LA PLANEACIÓN ESTRATÉGICA
historia, enfoque, innovación
En su extraordinario libro «El Arte de la Guerra», escrito en el siglo IV A.C, Sun Tzu hace referencia a lo que el denominó con el término de la estrategia ofensiva, la que básicamente consiste en que el general (estrategos) siempre ha de obrar con la seguridad de poder explotar la situación en beneficio de la causa que representa, sujeto a las circunstancias, basado en su conocimiento, regido por la pasión de lo que ama, dispuesto a aprovechar las oportunidades que tanto el terreno, como el tiempo y el comportamiento del enemigo le ofrezcan, siempre desprovisto de la norma ciega de permanecer vinculado a procedimientos determinados.

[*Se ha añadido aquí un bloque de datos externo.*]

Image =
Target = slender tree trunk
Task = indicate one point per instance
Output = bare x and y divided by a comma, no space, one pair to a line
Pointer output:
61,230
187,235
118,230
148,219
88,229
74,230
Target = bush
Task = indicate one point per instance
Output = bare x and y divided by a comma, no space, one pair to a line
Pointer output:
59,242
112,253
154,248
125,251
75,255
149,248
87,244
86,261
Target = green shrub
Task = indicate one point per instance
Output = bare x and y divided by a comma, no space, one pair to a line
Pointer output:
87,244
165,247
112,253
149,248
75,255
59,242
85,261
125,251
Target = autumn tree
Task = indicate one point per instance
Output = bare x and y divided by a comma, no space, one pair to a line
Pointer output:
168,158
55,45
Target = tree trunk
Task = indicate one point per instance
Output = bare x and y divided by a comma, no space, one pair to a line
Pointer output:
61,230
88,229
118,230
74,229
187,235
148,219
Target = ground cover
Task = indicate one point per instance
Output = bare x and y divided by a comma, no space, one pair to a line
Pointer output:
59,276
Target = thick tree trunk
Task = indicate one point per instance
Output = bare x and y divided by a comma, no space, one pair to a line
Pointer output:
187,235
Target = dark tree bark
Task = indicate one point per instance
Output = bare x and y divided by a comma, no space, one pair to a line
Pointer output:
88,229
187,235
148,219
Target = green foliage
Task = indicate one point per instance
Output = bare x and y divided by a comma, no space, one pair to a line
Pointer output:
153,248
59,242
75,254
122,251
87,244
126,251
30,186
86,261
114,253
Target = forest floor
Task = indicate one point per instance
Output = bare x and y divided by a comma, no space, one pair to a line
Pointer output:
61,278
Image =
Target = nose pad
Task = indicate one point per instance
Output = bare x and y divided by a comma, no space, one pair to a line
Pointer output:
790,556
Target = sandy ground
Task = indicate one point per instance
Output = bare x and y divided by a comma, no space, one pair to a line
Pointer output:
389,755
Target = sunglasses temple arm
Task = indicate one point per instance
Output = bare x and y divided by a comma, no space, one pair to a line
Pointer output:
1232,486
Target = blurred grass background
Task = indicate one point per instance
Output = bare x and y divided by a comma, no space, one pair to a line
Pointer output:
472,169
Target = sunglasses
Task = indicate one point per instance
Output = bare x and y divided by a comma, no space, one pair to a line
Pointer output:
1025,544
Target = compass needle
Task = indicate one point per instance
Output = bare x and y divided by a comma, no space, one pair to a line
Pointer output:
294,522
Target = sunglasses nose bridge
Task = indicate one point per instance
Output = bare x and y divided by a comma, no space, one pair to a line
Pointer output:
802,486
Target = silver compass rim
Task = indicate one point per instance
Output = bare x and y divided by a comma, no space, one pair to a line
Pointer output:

El planteamiento de sus nueve variables constituye todo un acertado derrotero que conduce al éxito no sólo en lo bélico, sino en cualquier emprendimiento humano y de un modo muy especial en la gestión empresarial. Son, la nueve variables de Sun Tzu, las siguientes:
1. Recibir las órdenes del soberano.
2. Reunir las tropas y movilizar las masas.
3. No acampar en terreno peligroso.
4. Firmar alianzas cuando se trate de un terreno de convergencia.
5. No permanecer en un terreno de aislamiento.
6. En terreno cercado, debe recurrir a los planes.
7. En terreno mortal, luchar.
8. Hay senderos que no deben ser recorridos, ejércitos que no deben ser atacados, fortificaciones que no deben ser sitiadas, terrenos que no deben ser disputados.
9. Ya en el terreno, existen algunas órdenes del soberano que no deben ser obedecidas.
Calila y Dimna, la inmortal y siempre vigente obra de Baidaba describe las tres cosas en que debe concentrarse la atención del gobernante, estas son:
1. Analizar cuidadosamente los hechos pasados y las razones de su fracaso, hacer un balance de los beneficios y perjuicios que le han traído.
2. Estudiar cuidadosamente la situación en su hora presente y de sus aspectos buenos y malos, explotar las buenas oportunidades y evitar todo lo que pueda causar pérdidas y fracasos.
3. Estudio del futuro y de los éxitos o fracasos que a su juicio le espera, prepararse bien para aprovechar las buenas oportunidades y estar atento contra todo lo que teme.
Existe un lugar común a todos los grandes y gloriosos guerreros de la historia, que consiste en algo en lo que todos coincidieron. Cuando se disponían a declarar la guerra, antes en forma muy cuidadosa y deliberada, definían la misión de su reino, identificaban con precisión en donde estaban y a donde querían llegar, hacían un reconocimiento de sus recursos y de sus faltantes, estimulaban la pasión de la causa en sus tropas, luego enunciaban las estrategias a seguir, analizaban los factores del medio ambiente para confrontarlos y combinarlos con los recursos disponibles y alcanzables con el fin de determinar las tácticas, propósitos y caminos a seguir. Lo anterior es, ni más ni menos que la representación del proceso de planificación estratégica que administramos hoy en día en la gestión gerencial.